Always ask your self the following questions:

  1. Does the total amount to be paid for goods and services appear to be unreasonably high or above the customary or arms-length amount?

  2. Are unusual upfront or excessive payments required (high commissions, substantial bonuses, etc.), or is the compensation to be based on performance (success fees)?

  3. Are indirect or unusual payments or billing procedures being requested, such as:

  4. Payments through bank accounts in a foreign country outside of the one where the services are being provided

  5. Payments to anonymous (numbered) bank accounts

  6. Payments to bank accounts containing corporate funds but held in names of individuals

  7. Payments to third persons for goods or services provided by the Third Party

  8. Payments through shell companies created to receive revenues and facilitate transactions

  9. Payments in cash rather than by cheque or wire transfer

  10. Cheques made out to “bearer” or “cash”

  11. Will the Third Party be exposed and/or have interactions with public officials on behalf of our organization

  12. Will the Third Party be dealing with customers, suppliers and agents of our organization on behalf of our organization?

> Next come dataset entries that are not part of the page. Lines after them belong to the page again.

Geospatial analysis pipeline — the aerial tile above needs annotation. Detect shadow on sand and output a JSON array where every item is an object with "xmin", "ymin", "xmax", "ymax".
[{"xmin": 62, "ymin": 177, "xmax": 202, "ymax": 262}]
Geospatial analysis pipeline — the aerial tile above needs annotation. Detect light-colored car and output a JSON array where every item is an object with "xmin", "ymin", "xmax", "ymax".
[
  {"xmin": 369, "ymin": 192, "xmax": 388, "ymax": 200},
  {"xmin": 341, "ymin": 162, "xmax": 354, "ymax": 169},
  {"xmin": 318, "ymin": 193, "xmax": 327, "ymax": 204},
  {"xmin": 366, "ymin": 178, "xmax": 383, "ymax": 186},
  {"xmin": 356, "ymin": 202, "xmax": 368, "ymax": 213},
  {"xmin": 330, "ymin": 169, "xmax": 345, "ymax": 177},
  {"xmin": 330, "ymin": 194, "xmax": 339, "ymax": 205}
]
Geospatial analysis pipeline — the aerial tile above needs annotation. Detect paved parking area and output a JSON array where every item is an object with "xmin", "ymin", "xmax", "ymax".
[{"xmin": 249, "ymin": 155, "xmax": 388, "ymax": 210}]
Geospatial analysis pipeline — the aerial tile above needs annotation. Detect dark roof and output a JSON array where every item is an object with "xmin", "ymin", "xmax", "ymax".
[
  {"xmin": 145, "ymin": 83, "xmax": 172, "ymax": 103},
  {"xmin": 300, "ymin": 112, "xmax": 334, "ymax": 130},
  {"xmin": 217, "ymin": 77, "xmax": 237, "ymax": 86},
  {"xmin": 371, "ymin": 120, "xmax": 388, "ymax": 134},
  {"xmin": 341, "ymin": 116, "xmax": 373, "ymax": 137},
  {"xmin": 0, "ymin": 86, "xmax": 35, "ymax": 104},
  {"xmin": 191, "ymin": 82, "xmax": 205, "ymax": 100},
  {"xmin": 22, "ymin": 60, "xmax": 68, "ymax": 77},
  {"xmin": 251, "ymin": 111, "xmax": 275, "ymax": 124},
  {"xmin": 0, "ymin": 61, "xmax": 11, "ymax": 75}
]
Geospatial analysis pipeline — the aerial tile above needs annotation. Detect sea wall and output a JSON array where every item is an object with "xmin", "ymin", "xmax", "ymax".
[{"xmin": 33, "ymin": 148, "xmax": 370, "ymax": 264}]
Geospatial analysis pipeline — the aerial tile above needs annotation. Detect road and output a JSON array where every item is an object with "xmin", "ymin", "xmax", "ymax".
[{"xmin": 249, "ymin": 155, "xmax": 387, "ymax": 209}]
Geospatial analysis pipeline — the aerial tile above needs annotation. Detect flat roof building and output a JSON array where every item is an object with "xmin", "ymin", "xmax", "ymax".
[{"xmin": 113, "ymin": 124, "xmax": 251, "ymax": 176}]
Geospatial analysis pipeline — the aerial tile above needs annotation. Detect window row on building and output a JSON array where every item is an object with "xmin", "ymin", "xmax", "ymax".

The most important test for any anti-corruption program is to ensure it is designed with the risks facing that particular organization in mind. Any effective anti-corruption program should include the following characteristics:

Accountability and Executive Leadership

It is essential that compliance begins at the top of the organization’s chain and carry forward. This is vital to set the proper tone and pattern of behaviour for the rest of the company to follow.

Compliance Management

Responsibility for ensuring compliance is carried out must be assigned to senior executives who have the right blend of authority and experience. In order to ensure there is no undue influence, the anti-bribery program must be able to function with complete independence and autonomy. Furthermore, it is imperative to ensure that sufficient resources are provided to implement the program effectively.

Risk Assessment

Companies must always identify and assess any potential risks for corruption. This includes risks presented by geographic locations, business partners, business sectors, and the very nature of the company’s transactions. Any interactions of the company with government officials should also be analysed.

Impact of Data Analytics on Carrying out Proactive Anti-Bribery Reviews?

Data analytics can actually provide a wealth of information and potential to be proactive during an anti-bribery review by providing the opportunity to analyse large sets of data to uncover patterns.